Saisi par deux simples citoyens, un tribunal de Harare a justifié vendredi l'intervention des militaires par la nécessité "de s'assurer qu'un individu non élu n'exerce pas des fonctions qui ne peuvent être remplies que par des élus".
"Les actes des Forces de défense zimbabwéennes visant à empêcher les proches de l'ancien président Robert Mugabe d'usurper le pouvoir sont constitutionnels", a conclu le juge, dont la décision a été rapportée samedi par la télévision d'Etat.
Sans les nommer, ce jugement fait référence à l'ex-Première dame du pays, Grace Mugabe, et à son entourage, à l'origine de la crise qui a provoqué la chute de son époux.
Les militaires ont pris le contrôle du pays dans la nuit du 14 au 15 novembre pour s'opposer à l'éviction du vice-président d'alors Emmerson Mnangagwa, qui barrait la route à Grace Mugabe pour la succession de son mari, âgé de 93 ans.
Un porte-parole des généraux avait alors démenti toute tentative de coup d'Etat contre le gouvernement.
Pour se prémunir des critiques et de tout risque d'intervention des pays voisins, ils avaient assuré que leur opération ne visait qu'à éliminer des "criminels" de l'entourage du chef de l'Etat, en l'occurrence son épouse Grace et ses soutiens.
Doutes
Placé en résidence surveillée, Robert Mugabe a résisté pendant plusieurs jours aux pressions de l'armée, de son parti et de la rue, avant de présenter mardi sa démission, sous la menace d'une procédure de destitution par le Parlement.
Le départ du plus vieux dirigeant en exercice de la planète a été salué par des manifestations de liesse à travers tout le pays.
Son successeur Emmerson Mnangagwa, 75 ans, a été officiellement investi vendredi devant plusieurs dizaines de milliers de partisans enthousiastes, réunis dans un stade de la capitale.
Mais certains, dans l'opposition comme à l'étranger, ont rapidement émis des doutes sur l'aptitude du nouveau chef de l'Etat, longtemps aux commandes de l'appareil répressif de Robert Mugabe, à rompre avec les habitudes de l'ancien régime.

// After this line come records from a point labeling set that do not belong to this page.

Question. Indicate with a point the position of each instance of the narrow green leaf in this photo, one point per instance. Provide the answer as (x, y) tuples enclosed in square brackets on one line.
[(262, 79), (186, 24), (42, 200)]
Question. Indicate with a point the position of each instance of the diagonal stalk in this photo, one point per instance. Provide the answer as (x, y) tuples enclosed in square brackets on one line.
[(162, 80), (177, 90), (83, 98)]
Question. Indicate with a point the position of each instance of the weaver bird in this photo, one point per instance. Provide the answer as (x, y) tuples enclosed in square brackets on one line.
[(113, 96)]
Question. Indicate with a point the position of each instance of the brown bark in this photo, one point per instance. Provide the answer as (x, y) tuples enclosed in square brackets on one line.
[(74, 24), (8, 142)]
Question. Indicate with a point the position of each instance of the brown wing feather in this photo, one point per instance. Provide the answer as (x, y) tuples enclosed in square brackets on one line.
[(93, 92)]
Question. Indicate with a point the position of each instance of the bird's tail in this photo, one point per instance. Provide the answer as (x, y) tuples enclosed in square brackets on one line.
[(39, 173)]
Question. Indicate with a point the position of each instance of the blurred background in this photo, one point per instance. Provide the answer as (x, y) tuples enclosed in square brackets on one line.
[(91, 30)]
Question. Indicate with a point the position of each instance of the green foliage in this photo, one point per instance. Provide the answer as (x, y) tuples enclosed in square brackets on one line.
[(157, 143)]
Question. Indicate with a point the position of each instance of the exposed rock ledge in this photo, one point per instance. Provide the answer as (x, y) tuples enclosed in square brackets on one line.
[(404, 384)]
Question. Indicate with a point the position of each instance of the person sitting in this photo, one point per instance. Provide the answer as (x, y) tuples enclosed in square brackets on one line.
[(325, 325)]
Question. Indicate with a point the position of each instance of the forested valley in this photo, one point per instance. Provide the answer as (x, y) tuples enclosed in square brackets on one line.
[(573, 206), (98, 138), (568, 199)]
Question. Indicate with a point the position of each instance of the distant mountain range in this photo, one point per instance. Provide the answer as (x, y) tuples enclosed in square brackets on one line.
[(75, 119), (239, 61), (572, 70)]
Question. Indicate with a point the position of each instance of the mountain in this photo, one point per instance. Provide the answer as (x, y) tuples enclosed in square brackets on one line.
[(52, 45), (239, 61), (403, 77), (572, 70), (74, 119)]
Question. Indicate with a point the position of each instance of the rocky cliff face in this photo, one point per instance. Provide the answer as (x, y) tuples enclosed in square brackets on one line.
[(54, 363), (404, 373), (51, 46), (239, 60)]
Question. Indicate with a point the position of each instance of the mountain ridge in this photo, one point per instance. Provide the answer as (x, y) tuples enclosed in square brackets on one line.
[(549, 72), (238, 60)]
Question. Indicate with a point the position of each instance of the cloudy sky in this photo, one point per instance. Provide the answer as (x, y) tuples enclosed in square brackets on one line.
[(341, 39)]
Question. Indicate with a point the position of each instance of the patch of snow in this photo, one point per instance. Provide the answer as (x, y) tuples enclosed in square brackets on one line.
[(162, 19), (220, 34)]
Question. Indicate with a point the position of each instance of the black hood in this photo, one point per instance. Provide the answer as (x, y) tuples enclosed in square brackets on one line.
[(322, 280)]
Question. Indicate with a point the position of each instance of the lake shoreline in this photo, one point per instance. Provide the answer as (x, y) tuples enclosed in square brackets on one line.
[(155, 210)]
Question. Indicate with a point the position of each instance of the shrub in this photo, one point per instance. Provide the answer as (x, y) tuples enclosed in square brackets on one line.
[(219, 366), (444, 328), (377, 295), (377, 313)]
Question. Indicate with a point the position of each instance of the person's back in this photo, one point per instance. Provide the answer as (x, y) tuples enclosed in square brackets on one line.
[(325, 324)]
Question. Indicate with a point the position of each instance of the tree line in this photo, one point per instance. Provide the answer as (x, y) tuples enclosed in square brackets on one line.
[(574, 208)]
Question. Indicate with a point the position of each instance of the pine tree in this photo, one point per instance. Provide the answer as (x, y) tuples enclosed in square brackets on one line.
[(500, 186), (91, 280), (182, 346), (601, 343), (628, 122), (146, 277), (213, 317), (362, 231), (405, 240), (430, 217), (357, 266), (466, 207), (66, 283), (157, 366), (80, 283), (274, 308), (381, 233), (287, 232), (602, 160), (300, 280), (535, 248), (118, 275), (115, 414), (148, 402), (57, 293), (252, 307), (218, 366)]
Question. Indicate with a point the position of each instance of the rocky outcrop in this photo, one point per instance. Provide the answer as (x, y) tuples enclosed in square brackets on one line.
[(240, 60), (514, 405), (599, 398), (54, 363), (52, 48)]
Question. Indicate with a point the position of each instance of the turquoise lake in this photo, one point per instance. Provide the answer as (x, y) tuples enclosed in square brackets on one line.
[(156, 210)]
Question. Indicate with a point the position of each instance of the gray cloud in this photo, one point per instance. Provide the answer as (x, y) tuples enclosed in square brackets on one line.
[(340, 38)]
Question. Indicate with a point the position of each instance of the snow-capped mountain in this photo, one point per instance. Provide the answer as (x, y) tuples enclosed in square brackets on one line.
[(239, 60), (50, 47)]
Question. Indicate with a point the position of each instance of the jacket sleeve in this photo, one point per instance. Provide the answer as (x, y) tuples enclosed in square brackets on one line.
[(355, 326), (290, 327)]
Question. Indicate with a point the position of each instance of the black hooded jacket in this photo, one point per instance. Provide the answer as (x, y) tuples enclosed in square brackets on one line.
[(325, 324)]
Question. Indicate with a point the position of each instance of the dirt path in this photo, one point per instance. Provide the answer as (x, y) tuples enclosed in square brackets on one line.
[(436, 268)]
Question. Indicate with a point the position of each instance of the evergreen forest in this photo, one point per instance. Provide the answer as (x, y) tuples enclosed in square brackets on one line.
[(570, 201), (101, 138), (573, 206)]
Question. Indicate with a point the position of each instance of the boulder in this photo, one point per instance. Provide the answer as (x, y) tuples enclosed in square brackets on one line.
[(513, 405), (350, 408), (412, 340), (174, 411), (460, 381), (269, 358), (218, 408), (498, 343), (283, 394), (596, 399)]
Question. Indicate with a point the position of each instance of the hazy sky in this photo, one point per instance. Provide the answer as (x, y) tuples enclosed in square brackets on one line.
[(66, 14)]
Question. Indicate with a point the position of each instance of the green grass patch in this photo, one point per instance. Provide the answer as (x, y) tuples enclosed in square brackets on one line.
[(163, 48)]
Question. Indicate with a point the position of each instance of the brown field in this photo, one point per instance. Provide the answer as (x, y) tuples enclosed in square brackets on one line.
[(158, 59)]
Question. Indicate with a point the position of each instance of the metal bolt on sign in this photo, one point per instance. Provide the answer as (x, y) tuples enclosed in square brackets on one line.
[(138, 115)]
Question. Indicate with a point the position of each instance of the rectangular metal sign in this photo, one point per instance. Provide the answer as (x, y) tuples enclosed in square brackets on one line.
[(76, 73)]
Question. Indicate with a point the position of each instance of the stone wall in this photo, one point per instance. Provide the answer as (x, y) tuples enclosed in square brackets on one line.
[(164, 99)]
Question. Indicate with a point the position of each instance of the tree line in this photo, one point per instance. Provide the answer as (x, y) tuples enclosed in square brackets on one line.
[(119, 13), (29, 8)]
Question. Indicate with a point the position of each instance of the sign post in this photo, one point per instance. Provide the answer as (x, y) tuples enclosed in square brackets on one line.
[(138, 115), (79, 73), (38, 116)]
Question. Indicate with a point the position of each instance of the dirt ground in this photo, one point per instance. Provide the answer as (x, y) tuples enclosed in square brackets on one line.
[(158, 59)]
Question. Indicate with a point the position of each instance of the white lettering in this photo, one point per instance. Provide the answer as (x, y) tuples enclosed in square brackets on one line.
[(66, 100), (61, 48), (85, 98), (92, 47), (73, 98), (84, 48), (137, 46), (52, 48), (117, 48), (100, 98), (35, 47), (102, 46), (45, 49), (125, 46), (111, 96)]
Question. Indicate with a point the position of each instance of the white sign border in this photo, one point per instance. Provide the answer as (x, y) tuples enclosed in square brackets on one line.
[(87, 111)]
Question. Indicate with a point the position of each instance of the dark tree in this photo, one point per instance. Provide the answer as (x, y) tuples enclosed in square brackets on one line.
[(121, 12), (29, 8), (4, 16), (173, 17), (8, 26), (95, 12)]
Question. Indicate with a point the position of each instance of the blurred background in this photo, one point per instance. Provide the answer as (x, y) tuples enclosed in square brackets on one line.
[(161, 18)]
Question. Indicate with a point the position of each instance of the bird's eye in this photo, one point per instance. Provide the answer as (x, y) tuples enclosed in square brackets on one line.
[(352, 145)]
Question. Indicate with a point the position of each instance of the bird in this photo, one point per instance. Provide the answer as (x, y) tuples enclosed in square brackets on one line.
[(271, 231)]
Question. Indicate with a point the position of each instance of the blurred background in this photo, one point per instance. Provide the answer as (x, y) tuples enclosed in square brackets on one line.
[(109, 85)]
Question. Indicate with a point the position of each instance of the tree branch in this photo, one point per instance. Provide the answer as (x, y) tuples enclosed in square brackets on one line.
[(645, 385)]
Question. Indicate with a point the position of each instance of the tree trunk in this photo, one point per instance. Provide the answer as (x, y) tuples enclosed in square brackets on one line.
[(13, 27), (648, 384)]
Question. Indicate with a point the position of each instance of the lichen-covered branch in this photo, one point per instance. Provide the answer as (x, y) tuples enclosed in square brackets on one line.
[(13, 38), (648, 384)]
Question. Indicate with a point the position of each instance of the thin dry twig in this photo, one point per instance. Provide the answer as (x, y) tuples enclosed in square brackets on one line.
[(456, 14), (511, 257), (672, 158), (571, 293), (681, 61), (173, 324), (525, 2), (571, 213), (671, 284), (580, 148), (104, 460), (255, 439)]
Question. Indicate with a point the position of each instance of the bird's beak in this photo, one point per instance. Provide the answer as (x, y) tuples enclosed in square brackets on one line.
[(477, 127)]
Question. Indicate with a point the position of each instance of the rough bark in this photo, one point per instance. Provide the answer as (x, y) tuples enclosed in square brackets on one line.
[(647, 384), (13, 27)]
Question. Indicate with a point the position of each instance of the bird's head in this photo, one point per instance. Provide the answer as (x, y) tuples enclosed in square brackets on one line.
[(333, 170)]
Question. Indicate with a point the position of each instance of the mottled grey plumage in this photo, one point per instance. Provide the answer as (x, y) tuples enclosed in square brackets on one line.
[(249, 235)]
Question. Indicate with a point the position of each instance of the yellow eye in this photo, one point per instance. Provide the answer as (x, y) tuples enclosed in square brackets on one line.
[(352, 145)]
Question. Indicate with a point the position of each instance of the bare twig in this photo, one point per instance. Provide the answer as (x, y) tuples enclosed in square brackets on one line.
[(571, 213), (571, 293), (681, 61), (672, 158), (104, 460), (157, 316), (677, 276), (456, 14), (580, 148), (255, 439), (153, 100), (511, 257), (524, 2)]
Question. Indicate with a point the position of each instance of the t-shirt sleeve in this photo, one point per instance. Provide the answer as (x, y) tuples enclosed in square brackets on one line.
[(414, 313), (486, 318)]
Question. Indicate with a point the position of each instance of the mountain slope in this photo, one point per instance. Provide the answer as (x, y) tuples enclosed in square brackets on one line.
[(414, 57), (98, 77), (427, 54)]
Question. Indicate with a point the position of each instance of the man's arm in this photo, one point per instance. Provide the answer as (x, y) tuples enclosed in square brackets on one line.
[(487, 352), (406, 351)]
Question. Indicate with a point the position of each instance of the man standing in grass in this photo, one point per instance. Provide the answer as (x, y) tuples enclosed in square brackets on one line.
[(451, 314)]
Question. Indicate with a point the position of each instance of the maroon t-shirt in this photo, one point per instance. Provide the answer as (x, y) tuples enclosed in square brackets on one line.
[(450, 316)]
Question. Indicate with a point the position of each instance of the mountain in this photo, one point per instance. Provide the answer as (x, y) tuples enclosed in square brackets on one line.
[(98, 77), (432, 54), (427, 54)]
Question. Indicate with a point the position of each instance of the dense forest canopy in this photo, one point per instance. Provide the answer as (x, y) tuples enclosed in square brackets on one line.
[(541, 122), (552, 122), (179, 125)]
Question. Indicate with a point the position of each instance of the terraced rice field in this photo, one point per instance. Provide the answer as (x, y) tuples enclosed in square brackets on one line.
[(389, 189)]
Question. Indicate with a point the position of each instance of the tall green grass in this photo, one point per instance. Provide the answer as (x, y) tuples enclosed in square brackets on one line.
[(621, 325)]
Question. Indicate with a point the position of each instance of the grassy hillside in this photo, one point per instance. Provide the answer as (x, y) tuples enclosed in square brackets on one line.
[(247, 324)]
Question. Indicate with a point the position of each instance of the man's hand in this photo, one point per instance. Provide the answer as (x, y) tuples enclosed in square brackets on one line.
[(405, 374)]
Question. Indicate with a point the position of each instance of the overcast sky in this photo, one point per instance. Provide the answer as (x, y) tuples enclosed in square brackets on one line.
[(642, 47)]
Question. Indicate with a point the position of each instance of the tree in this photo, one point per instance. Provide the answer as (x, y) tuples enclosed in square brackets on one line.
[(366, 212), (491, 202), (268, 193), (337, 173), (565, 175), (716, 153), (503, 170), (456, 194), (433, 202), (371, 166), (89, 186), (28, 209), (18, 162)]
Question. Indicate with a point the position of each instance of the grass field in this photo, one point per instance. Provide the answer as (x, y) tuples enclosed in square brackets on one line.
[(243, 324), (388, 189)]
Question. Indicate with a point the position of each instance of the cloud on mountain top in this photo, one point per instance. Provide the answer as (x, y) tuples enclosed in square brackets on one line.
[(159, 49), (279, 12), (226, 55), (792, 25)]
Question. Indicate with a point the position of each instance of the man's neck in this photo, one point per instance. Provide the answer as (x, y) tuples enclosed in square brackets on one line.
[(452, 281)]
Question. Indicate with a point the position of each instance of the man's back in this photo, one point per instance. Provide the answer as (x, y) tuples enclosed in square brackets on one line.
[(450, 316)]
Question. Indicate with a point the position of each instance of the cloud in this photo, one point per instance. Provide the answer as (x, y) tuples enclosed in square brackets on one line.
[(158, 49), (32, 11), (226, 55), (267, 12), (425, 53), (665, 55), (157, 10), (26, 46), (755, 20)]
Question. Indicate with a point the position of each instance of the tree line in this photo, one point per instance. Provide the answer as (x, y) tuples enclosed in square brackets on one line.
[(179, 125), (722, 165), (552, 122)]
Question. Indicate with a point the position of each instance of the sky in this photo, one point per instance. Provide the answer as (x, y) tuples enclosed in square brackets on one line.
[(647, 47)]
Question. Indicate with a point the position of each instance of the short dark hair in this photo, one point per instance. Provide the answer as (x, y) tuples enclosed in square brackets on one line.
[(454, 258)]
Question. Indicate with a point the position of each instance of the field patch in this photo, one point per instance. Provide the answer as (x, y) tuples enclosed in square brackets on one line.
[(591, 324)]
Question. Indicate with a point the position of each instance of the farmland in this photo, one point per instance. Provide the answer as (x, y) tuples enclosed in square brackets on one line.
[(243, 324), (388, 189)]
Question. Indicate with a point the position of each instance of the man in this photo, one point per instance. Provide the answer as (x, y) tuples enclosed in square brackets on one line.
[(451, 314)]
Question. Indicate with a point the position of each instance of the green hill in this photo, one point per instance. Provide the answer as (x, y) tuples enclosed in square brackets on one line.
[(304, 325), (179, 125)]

Dans son discours d'investiture, M. Mnangagwa a promis de redresser l'économie, de lutter contre la corruption et que les élections prévues en 2018 seraient "libres et honnêtes".
De retour d'exil deux jours plus tôt, il avait salué le "début d'une nouvelle démocratie" dans son pays.
Dans un autre jugement rendu vendredi, la justice a également annulé, à la demande de M. Mnangagwa, son limogeage.
"L'éviction du requérant par Robert Gabriel Mugabe, alors président du Zimbabwe, des fonctions de vice-président du Zimbabwe le 6 novembre 2017 est nulle et non avenue", a tranché le juge dans son verdict.
Ces deux décisions ont ravivé le débat sur le passé "démocratique" de celui que l'on appelle le "Crocodile".
'Dangereux précédent'
Fidèle parmi les fidèles du régime, M. Mnangagwa, proche de la hiérarchie sécuritaire et plusieurs fois ministre, traîne derrière lui une réputation d'exécuteur des basses oeuvres répressives de l'ex-président Mugabe.
Selon Amnesty International, des dizaines de milliers de personnes ont été torturées, ont disparu ou ont été tuées pendant les presque quatre décennies de l'ère Mugabe.
Le responsable régional de l'ONG Human Rights Watch (HRW), Dewa Mavhinga, n'a pas caché sa surprise après ces "deux jugements incroyables". "Justice étrange, sous contrôle ?", s'est-il interrogé sur son compte Twitter.
"La justice a soutenu l'interprétation de l'armée selon laquelle il est autorisé et légal d'intervenir dans les affaires politiques", a renchéri samedi Alex Magaisa, expert zimbabwéen en droit. "C'est un dangereux précédent qui met le gouvernement sous la coupe des militaires", a-t-il écrit sur le site Big Saturday Read.
Comme pour nourrir ces craintes, la justice a commencé samedi à entendre quelques uns des proches soutiens de Grace Mugabe arrêtés par l'armée lors de son coup de force.
L'ex-ministre des Finances Ignatius Chombo était interrogé samedi par un juge, accusé de corruption, d'abus de pouvoir et de fraude.
Avant lui, l'ancien chef de la Ligue des jeunes du parti au pouvoir, la Zanu-PF, Kudzai Chipanga a comparu pour avoir "publié des déclarations qui portent préjudice" à l'Etat ou à l'armée. Le juge l'a placé en détention provisoire jusqu'à son procès.